Lucy kürsüden indikten sonra insanların söylediklerini duymadı. Buna fırsatı yoktu. Adrian kafasıyla bir işaret yaparak içeri girmesini söyledi ve kadını beklemeden malikaneye yol aldı.
Lucy onu takip ederken, arkasında kalan insanların onları yalnız bırakacağını biliyordu. Kameramanlar haberin detaylarını öğrenmek istiyor olabilirlerdi ancak Henry Rake'in nasıl acımasız bir adam olduğunu iyi biliyorlardı, o yüzden oğlunu malikanenin içine kadar takip etmeye cesaretleri yoktu.
En azından hâlâ haber yapmaya devam etmek istiyorlarsa.
Lucy, adamı takip ederek üst kata çıktı ve bir odaya girdi. Kapıyı arkasından kapadı, dışarıda müziğin çalmaya başladığını duyabiliyordu.
Bu skandalı kapamak için ellerinden geleni yapıyorlardı.
Adrian önce odada bir o yana bir bu yana yürüdü. Boynunda belli olan damarlar, onun tam olarak ne kadar öfkelendiğini Lucy'e gösteriyordu.
En sonunda Adrian durdu ve kadına baktı. Burun delikleri genişlemişti.
"Sen ne yaptığının farkında mısın?" Adrian bağırdı. "Beni nasıl rezil ettiğinin? Gerçekten bana aşık mısın?"
Adamın suratı kırmızıya boyanırken Adrian soruverdi. Genç kadın yalnızca bir saniye önce tedirginlikle adamı bunu nasıl izah edebileceğini düşünüyordu ama seçtiği kelimeler Lucy'nin sinirlenmesine neden oldu.
Genç kadın yüzünü buruşturdu ve kaşlarını çattı. Sonra buna inanamamış gibi, "Ben mi seni rezil ettim?" diye bağırdı.
Adrian , "Evet," dercesine ona bakınca Lucy sinirden güldü. Adam ne olduğunu anlamazken Lucy işaret parmağını kaldırıp adama yaklaşmak için adım attı, ancak sözler dudaklarından çıkmadan kendisini geri tuttu ve arkasını döndü. Dayanamayan Lucy tekrar aynı hareketi tekrarladı.
"Biliyor musun? Keşke çenemi kapasaydım da gerçekten rezil olmana izin verseydim!"
Adrian hiçbir şey anlamamış gibiydi. Adamın kaşları çatıldı.
"Ne diyorsun? Bana gerçekten aşık değil misin?"
"Elbette değilim!" Lucy beklemeden cevap verdi. Adrian kadını kızgınlık ve şaşkınlık arasında gidip gelen bir ifadeyle inceledi.
"O zaman böyle bir şeyi niye yaptın?"
"Bu seni ilgilendirmez." Lucy öfkeyle söylendi.
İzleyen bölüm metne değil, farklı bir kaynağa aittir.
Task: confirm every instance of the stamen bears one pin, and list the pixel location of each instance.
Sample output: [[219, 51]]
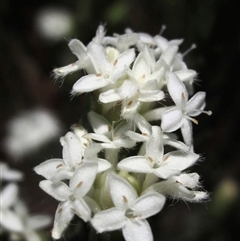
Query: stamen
[[166, 157], [150, 159], [59, 165], [79, 184], [162, 29], [115, 62], [183, 96], [190, 49], [125, 199], [129, 103], [194, 121]]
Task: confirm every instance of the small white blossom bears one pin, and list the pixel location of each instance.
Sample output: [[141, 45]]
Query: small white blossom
[[181, 187], [163, 166], [110, 137], [59, 169], [71, 197], [130, 211], [181, 115]]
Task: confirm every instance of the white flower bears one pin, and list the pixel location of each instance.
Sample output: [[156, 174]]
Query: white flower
[[30, 223], [107, 71], [121, 42], [71, 197], [180, 187], [141, 86], [8, 174], [110, 137], [146, 131], [130, 211], [59, 169], [30, 130], [181, 115], [163, 166]]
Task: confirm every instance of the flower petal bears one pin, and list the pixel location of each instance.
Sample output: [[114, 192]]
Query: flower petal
[[109, 220], [169, 54], [38, 221], [63, 216], [186, 130], [185, 74], [59, 190], [148, 205], [137, 164], [141, 66], [9, 195], [174, 162], [172, 120], [89, 83], [50, 168], [177, 90], [109, 96], [122, 193], [196, 104], [81, 209], [72, 149], [137, 230], [77, 48], [99, 124], [83, 178], [154, 147], [11, 221]]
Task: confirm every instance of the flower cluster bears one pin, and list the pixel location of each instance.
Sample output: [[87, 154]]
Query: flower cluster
[[15, 218], [120, 172]]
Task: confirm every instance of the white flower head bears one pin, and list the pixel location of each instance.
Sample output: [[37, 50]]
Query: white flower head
[[156, 162], [130, 211], [181, 115]]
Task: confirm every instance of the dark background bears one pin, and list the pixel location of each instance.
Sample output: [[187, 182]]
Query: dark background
[[27, 60]]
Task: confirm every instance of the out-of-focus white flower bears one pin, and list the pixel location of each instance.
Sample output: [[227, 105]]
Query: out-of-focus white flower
[[30, 223], [9, 220], [8, 174], [54, 23], [29, 130]]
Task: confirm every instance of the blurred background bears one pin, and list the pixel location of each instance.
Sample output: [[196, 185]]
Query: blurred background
[[36, 109]]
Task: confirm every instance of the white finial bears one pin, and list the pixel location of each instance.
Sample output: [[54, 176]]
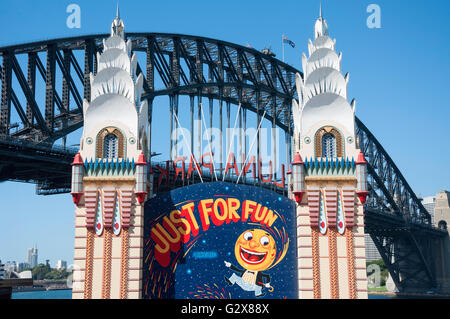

Konuşmasının yalan olduğunu itiraf edebilse de Laura'nın planını adama söylemek istemiyordu.
Bunun için çok yufka yürekliydi.
"Nereye? Gidiyor musun?"
Adrian kapıya yönelen kadının arkasından seslendi. Lucy duraksadı ve adama baktı.
"Elbette gidiyorum. Burada daha fazla neden durayım ki?"
"Saçmalama Lucy. Önce aşağı inip bu rezilliği düzeltmemiz gerek."
"Bunu nasıl yapmamızı önerirsin?" Lucy ellerini beline koydu, gözlerini adamla dalga geçercesine irice açmıştı. "Aşağı inip şaka yaptığımı falan mı söyleyeyim? Kimse buna inanır mı?"
Adrian homurdandı. Lucy camdan dışarı bakarken en azından Laura'nın planı suya gömüldüğü için küçük bir huzur hissetti.
Böyle bir olaydan sonra genç kadın çıkıp, Adrian'ı kötüleyecek cesareti kendinde bulamazdı. Üstelik her ne derse desin insanlar ona inanmazdı ve birkaç dakika önce asistanının söylediği skandal sözler hep daha önde olurdu.
ŞİMDİ OKUDUĞUN
CAPELLA
RomanceCapella: Arabacı takımyıldızındaki en parlak yıldız, gece gökyüzündeki en parlak on birinci yıldız ve Arcturus ve Vega'dan sonra kuzey göğündeki en parlak üçüncü yıldızdır. Çıplak gözle tek yıldız olarak görünür ama iki çift yıldız sistemidir. Lucy...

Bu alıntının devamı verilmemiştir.